Firstly, I studied the reference photos carefully. The waistcoat also has lapels, and two pockets. I used this information to come up with a whole new pattern draft, instead of adapting a previous one. I know that the chest measurement needs to be 40 inches, so the back piece needs to be 20 inches. This means that both front and back would need to be 10 inches wide plus seam allowance. Since this waistcoat is double breasted, the front piece needs to be extended by how much overlap we want, which in this case is 6 inches. The pattern looks like this:
The back piece is just the standard shape for the waistcoats, but the front piece is a lot more interesting. To work out the correct shape of the piece I drew the basic shape for a waistcoat front and then made the section to represent the lapel only. This then enabled me to get the correct shape and then attached it to the basic front.
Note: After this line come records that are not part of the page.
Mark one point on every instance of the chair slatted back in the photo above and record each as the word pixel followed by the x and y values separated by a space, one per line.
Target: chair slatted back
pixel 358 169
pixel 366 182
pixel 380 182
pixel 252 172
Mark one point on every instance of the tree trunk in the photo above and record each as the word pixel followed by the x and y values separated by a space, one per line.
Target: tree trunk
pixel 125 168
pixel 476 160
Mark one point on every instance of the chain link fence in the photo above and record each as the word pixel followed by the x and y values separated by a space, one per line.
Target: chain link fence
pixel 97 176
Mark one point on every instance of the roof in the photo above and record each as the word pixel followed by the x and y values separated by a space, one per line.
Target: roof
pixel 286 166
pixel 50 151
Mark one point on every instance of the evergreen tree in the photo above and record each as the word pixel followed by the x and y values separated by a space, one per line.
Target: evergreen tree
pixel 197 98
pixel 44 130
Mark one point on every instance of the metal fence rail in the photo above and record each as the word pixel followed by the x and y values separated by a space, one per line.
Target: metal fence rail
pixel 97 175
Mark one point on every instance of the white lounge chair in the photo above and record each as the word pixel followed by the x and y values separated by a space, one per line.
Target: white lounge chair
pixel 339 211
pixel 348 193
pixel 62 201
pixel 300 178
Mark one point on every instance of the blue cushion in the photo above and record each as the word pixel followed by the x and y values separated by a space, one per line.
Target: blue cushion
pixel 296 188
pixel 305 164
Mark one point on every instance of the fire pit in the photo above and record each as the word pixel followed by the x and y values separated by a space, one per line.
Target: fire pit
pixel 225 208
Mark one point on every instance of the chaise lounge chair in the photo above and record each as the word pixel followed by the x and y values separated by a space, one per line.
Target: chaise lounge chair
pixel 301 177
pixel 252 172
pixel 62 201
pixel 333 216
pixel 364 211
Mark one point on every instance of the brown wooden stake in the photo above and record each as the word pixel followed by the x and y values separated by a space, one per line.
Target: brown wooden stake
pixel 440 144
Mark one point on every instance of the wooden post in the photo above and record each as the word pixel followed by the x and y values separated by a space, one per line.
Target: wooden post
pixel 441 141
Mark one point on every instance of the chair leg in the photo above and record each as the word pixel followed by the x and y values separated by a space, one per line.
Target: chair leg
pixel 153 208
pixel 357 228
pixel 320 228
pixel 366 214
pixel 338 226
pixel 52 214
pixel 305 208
After checking the pieces, I laid it out on the fabric and cut. The back piece was cut on the fold and the front piece was cut off the fold. Once cut, I laid the whole waistcoat out to check how it would look once completed. The button positions are taken from the original inspiration photographs and the pockets were added upon request. I'll likely move the pockets and make them a little bit smaller, and play around with the proportions and positions of things so it looks as close to the inspiration photographs as possible.
It's looking how I want it to, but I'm considering putting a facing on the lapels, to make them exactly the same as the rest of the waistcoat fabric. They are a slightly different colour due to being the 'wrong' side of the fabric.